Dollar General is making a slow and methodical entrance into the business of health, raising the hopes of increased profitability on Wall Street — and reservations among local health care advocates.

The company plans to make its stores a health care destination by offering telemedicine, prescription delivery and pick-up, and mail order prescription, CEO Todd Vasos said Thursday on an earnings call.

“What we’re going to be squarely focused on … are those services that rural America today especially doesn’t have access to,” Vasos said. “We talk a lot about grocery deserts or food deserts. There’s as equal health care deserts out there across the U.S. and we’re in all of these communities.”

About 75 percent of Americans live within five miles of one of Dollar General’s 17,000 stores, according to the company. For many rural residents, Dollar General has become their main grocery store, where they can pick up both fresh and packaged foods along with household items such as paper towels, toilet paper or cleaning supplies.

“When times are good, we do pretty well. And when times aren’t so good, that consumer needs us more.”

That proximity to small rural markets helped fuel a blowout year of pandemic-driven growth for the company. Dollar General’s sales soared to $33.7 billion last year, a 16 percent increase from the year before. Its net income rose from $1.71 billion in 2019 to $2.6 billion last year. These figures were partially fueled by its fresh and frozen food business, according to the company’s annual report.

“When times are good, we do pretty well,” Vasos said Thursday. “And when times aren’t so good, that consumer needs us more.”

The company appointed its first chief medical officer, Albert Wu, in July to lead its entrance into the rural health care business. Wu has been tasked with overseeing relationships with current and prospective health care product and service providers “to build a comprehensive network of affordable services for DG customers,” according to a company release in July.

Dollar General had already been taking steps to leverage its store fleet for health care. Earlier this year, it was in discussions with the Centers for Disease Control and Prevention to create a formal partnership as a Covid vaccine clinic. Recently, the Michigan Department of Health and Human Services partnered with Dollar General to host a month-long community vaccine clinic in stores in nine counties. Stores in South Carolina and Indiana have also held vaccine clinics. In June, the Virginia Department of Health partnered with Dollar General to hold free Covid testing.

“I don’t want to get in front of our skis, but it could be a really big deal not only for our top line and bottom line at Dollar General,” said Vasos on Thursday. “But even more so, making that box even more relevant to those consumers in rural America that have to drive now 30, 40 minutes for an eye exam as an example, or even to see a doctor.”

About 60 million people, or roughly one in five Americans, live in rural areas and depend on local hospitals for care. But last year, a record 20 rural hospitals closed under the financial pressures of the pandemic, years of low patient volume and heavy reliance on government-funded insurance payers, according to the Cecil G. Sheps Center for Health Services Research, which has been tracking rural hospital closures since January 2005. Since then, the center has reported 181 hospitals in rural communities have closed their doors. Even before the pandemic, nearly every state had at least one rural hospital at immediate risk of closure, according to a report from the Center for Healthcare Quality and Payment Reform.

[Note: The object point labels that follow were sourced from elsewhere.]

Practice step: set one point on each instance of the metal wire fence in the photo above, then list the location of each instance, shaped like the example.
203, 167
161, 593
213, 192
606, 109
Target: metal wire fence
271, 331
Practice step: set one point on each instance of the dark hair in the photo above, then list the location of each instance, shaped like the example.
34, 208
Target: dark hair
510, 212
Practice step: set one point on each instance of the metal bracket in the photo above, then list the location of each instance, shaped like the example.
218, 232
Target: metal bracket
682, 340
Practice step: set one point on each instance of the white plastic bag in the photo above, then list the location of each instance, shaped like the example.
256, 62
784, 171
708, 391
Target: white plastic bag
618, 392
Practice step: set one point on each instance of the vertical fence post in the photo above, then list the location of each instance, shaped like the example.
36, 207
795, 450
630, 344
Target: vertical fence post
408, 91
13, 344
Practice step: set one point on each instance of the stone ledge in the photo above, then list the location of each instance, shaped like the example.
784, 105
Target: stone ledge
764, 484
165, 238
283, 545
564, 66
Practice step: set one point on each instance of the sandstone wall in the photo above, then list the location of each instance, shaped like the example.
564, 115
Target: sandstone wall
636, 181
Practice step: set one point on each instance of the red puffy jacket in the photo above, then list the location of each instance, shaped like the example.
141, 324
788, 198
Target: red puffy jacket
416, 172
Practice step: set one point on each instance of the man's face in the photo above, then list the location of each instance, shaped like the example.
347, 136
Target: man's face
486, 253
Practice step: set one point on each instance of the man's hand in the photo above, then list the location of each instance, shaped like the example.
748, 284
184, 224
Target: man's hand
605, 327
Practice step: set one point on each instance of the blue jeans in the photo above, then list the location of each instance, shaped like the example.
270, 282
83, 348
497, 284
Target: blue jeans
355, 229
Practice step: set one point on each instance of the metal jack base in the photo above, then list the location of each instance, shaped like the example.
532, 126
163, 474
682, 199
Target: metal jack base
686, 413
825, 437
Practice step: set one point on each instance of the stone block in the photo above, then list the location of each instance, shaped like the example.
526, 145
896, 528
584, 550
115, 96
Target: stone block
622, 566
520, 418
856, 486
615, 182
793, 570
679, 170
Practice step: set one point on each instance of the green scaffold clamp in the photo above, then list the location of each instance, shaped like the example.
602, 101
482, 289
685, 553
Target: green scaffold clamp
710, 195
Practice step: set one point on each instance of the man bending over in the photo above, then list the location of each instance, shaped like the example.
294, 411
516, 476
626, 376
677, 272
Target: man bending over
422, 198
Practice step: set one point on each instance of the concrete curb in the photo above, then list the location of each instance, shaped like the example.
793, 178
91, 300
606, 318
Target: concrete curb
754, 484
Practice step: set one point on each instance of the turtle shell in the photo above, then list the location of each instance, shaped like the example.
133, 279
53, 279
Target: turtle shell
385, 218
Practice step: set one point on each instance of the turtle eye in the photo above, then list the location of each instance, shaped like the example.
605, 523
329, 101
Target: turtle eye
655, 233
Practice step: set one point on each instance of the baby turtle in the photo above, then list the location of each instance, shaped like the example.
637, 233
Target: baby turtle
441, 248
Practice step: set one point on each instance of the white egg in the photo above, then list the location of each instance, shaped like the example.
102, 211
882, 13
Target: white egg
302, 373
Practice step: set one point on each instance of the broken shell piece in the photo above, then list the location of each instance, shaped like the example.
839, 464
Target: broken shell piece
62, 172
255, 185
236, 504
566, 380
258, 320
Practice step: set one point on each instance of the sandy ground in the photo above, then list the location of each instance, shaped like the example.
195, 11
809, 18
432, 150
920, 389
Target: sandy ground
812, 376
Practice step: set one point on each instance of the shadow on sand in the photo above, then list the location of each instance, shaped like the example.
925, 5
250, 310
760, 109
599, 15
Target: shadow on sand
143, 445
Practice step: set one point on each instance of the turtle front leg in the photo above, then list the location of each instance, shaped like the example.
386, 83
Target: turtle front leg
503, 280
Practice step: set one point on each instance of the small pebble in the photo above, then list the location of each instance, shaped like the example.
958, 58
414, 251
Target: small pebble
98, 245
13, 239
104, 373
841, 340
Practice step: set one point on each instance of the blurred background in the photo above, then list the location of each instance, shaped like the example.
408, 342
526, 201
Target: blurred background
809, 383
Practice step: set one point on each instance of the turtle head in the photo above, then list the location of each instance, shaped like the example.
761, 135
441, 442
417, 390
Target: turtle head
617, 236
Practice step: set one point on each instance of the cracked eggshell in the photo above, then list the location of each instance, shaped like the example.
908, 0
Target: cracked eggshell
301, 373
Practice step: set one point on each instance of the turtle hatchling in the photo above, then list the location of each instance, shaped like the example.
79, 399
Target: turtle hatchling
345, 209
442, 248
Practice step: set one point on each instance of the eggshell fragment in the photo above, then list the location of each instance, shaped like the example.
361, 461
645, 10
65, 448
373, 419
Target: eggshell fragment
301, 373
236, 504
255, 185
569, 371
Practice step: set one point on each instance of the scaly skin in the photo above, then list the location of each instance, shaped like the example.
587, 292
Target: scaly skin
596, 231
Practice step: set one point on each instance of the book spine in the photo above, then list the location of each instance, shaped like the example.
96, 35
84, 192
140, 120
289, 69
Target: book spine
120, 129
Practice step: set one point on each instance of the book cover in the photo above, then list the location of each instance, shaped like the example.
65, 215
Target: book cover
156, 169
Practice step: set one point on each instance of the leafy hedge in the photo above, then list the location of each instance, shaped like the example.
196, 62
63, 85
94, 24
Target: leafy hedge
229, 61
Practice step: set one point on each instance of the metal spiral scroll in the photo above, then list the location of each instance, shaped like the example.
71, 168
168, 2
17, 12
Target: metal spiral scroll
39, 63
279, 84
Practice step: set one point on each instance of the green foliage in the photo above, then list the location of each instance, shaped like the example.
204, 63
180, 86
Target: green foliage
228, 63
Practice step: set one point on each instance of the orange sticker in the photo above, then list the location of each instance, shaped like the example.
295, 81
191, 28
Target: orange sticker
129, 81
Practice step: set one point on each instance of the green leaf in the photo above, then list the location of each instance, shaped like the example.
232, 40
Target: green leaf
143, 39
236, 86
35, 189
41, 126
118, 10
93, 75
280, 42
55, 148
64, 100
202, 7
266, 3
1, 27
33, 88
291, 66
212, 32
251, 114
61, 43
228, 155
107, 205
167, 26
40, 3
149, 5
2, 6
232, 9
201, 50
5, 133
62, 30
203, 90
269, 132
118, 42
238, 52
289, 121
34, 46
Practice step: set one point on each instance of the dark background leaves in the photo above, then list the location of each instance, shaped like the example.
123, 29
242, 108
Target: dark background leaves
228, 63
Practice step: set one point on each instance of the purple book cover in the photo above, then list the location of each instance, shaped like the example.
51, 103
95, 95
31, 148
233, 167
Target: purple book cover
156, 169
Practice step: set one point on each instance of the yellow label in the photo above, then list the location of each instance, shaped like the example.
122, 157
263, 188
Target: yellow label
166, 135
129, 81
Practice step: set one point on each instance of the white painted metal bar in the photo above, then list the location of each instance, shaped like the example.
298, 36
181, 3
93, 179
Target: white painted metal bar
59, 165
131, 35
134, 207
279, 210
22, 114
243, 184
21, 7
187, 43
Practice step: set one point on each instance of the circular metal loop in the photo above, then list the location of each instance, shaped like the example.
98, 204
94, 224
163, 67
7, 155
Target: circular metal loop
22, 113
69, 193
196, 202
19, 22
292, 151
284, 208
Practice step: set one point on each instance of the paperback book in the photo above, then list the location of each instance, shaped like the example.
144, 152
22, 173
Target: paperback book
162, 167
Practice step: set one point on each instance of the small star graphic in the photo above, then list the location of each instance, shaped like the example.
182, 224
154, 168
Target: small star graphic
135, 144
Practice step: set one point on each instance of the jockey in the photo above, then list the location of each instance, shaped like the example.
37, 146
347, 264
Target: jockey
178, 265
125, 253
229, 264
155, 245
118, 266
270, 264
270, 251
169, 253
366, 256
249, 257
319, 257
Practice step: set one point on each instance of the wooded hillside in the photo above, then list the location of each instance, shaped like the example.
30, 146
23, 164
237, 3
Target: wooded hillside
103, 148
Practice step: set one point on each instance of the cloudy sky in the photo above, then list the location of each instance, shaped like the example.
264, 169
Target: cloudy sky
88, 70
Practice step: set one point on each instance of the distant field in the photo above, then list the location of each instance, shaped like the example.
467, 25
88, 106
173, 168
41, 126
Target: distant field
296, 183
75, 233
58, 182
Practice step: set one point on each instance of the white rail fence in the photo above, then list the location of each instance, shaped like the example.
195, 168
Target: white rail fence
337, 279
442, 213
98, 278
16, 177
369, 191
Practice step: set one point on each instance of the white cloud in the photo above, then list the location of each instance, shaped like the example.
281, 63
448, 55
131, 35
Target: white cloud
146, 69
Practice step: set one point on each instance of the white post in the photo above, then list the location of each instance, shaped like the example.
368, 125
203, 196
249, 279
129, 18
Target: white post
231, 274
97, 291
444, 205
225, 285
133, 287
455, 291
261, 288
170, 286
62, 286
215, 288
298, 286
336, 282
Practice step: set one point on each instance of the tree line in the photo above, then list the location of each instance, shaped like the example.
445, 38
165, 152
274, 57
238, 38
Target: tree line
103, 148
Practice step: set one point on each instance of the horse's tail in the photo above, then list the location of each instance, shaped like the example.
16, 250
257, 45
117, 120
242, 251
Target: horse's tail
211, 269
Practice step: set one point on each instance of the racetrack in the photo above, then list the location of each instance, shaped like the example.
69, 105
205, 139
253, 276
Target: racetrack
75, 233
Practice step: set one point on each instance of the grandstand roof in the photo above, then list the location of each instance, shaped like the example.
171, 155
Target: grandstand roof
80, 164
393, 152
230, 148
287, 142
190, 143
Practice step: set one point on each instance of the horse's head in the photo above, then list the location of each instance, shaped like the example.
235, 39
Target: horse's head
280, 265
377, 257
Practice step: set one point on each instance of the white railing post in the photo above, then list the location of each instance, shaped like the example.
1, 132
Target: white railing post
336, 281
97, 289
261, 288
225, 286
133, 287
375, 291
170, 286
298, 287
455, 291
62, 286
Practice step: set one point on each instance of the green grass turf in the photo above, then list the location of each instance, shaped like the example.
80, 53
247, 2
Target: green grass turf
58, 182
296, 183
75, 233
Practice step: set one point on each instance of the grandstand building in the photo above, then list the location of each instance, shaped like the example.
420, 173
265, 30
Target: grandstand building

“Health care is going to be a recurring and persistent need in the U.S., especially when you consider the aging demographic driving it,” said Michael Lasser, an analyst with UBS. “The health care profit pool is quite significant, especially in comparison to consumables. What Dollar General is doing is going into a profit pool that will drive traffic.”

President Joe Biden’s 25 percent increase in Supplemental Nutrition Assistance Program benefits is also expected to fuel the company’s sales as it expands its grocery business, Vasos told investors.

But local health care advocates have raised concerns that Dollar General could create health care deserts similar to how it has contributed to food deserts by pushing out local grocers, Kennedy Smith, a senior researcher with Institute for Local Self-Reliance, told NBC News in an emailed statement.

“This move to expand health care products will chip away at the market demand that full-service pharmacies and grocery-based pharmacies need to survive,” she said. “Dollar store staff simply do not have the medical or pharmaceutical training and expertise to provide customers with responsible guidance in choosing over-the-counter medicine and medical supplies.”